The list of America's most hated companies is out and McDonald's is at the top. The company's public struggle with worker wage protests and penchant for paying just enough to put keep their employees below the poverty line hasn't worked out so well. I love it when a national protest works, even if it's just in the form of widespread consumer dissatisfaction.

A recent study conducted by the National Employment Law Project (NELP) found that McDonald’s employees rely more on public assistance programs than any other large fast-food company, with an estimated $1.2 billion in costs to the public.

Making matters worse, McDonald’s advised some of its employees to sell their possessions to make-up for holiday spending debt. Recently, the fast food chain’s hotline designated to help its workers live on their modest incomes encouraged employees to apply for food stamps. Low wages may be why the fast-food giant scored just 73 in the American Customer Satisfaction Index, the lowest in the limited service restaurant.

Really McDonald's, a hotline to walk your workers through applying for food stamps? But I guess we should expect that from a company that also hates old people — but only in New York though.

In the borough of Queens, there is a quiet standoff between McDonald's management at Parsons and Northern Boulevards and a gaggle of elderly Korean customers who use the fast food joint as their hang-out. The elders hang out so long in fact that the police come in shifts to put them out, in winter with record low temperatures. Classy, McDonalds.

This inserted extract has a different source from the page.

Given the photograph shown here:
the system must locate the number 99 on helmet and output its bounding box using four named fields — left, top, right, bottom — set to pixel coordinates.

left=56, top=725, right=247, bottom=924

“They ordered us out,” Mr. Lee said from his seat in the same McDonald’s booth a week after the incident, beneath a sign that said customers have 20 minutes to finish their food. (He had already been there two hours.) “So I left,” he said.

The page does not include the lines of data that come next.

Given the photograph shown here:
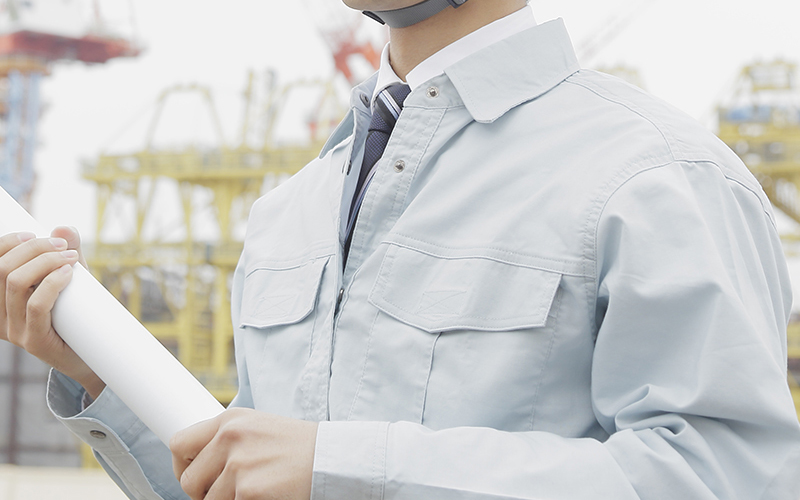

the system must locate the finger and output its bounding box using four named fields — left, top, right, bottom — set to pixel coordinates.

left=51, top=226, right=89, bottom=269
left=169, top=414, right=219, bottom=481
left=0, top=232, right=42, bottom=339
left=180, top=440, right=228, bottom=500
left=204, top=468, right=236, bottom=500
left=0, top=238, right=68, bottom=279
left=5, top=250, right=78, bottom=345
left=25, top=264, right=72, bottom=359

“Then I walked around the block and came right back again.”

For the past several months, a number of elderly Korean patrons and this McDonald's they frequent have been battling over the benches inside. The restaurant says the people who colonize the seats on a daily basis are quashing business, taking up tables for hours while splitting a small packet of French fries ($1.39); the group say they are customers and entitled to take their time. A lot of time.

I guess I understand; Mr. Lee is like a freelancer working in a cafe that only orders one coffee in a six hour stretch. But Starbucks isn't putting people out, are they? Oh, McDonalds, first you mistreat your workers and then kick out your older customers? What's next, snapping off the heads of the toys in happy meals?